As with other works on view here—like pieces from her “Atrabiliarios” series (1992–2004), in which shoes are embedded in a museum wall and obscured by stretched swaths of yellowed animal skin—clothing is often the only evidence of a person who has been murdered or intentionally disappeared. That trace of them is all that remains. An exhibition text describes the shirts in the sculpture about the Colombian plantation workers as “stripped of their individuality, made uniform, anonymous and interchangeable.” That might read as cold and clinical, but systematic, state-sponsored violence is cold and clinical. For Salcedo, it is important to draw that out. But in her hands, the connection is never overly explicit or didactic. There is a sense of poetry innate to her work, likely drawn from the artist’s own love of writing by the likes of Paul Celan and Ocean Vuong.
Salcedo is careful never to replicate the violent atrocities that her work invokes.
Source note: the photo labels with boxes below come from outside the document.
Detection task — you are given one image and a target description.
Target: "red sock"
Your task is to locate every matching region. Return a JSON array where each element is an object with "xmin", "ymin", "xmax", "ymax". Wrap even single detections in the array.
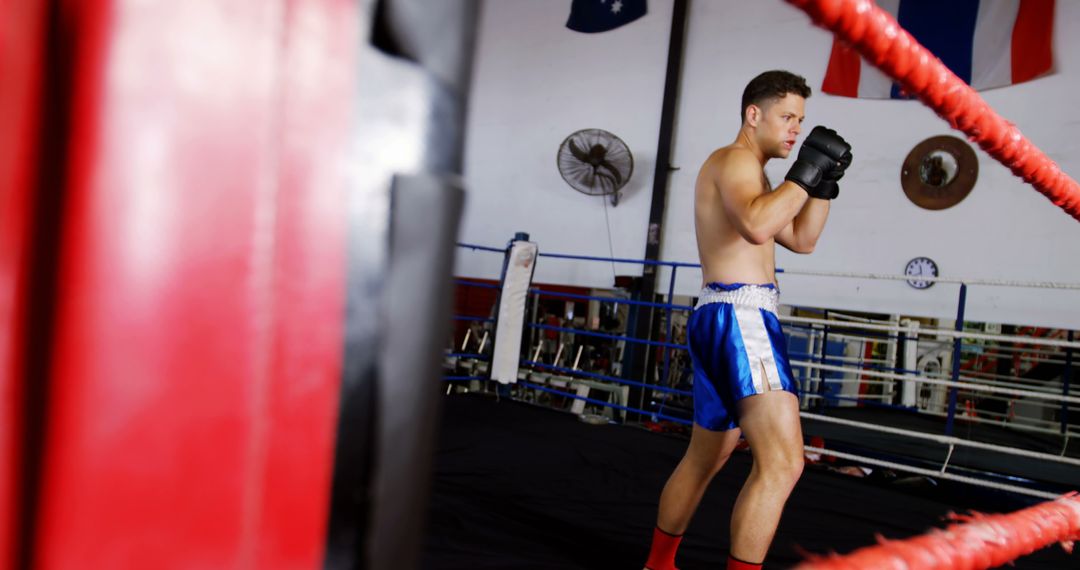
[
  {"xmin": 728, "ymin": 554, "xmax": 765, "ymax": 570},
  {"xmin": 645, "ymin": 527, "xmax": 683, "ymax": 570}
]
Instead, she offers a means for the families and communities affected by acts of violence to mourn and grieve, and ultimately process their profound sense of loss. That is best exemplified in two works that make use of flora. A Flor de Piel II (2013–14) consists of chemically preserved rose petals that have been sutured together using surgical thread, and installed like an undulating piece of fabric, covering nearly an entire room. Evocative of a funeral shroud, the grief here is palpable, an embodied pain that can never really be sewn back together and healed.
In the next room is the mazelike installation Plegaria Muda (Silent Prayer, from 2008–10) in which mounds of dirt are sandwiched between a pair of stacked tables (the top one being inverted). Between the cracks in the wood, blades of grass poke through. There’s a tension in this work that runs through much of Salcedo’s oeuvre. The dirt rectangles can be read as mass graves: no matter how much we try to cover them up with other structures in order to forget about them, they refuse to be silenced and forgotten. They will sprout up and remind us, and perhaps even destroy the structures we create to destroy them.
There’s resonance between Plegaria Muda and the shoe-embedded “Atrabiliarios” pieces: whereas there is a refusal to be forgotten in Plegaria Muda, the “Atrabiliarios” works show how easy it is to forget. The animal skin in them points to how memory can be foggy and start to slip away with each day, month, year. We mustn’t allow that to happen, Salcedo says in her work.
This is a beautiful and impactful exhibition—Salcedo’s art is always elegant, commanding, and poignant. As her first museum show in Switzerland, it serves to introduce her to new audiences, especially in Europe. But while it certainly was moving to see many of the works included—most of them several years and even decades old—this is an exhibition also in search of a purpose. Neither a retrospective of the kind mounted by the Guggenheim Museum in 2015 nor a survey with new scholarship about Salcedo’s practice (though there is an exhibition catalogue), it left me wanting more. For an artist whose work makes the world look so different by uncovering the stories of those who could easily be forgotten, it would have been even more moving to see what is currently at the top of Salcedo’s mind and how she might translate that into new work.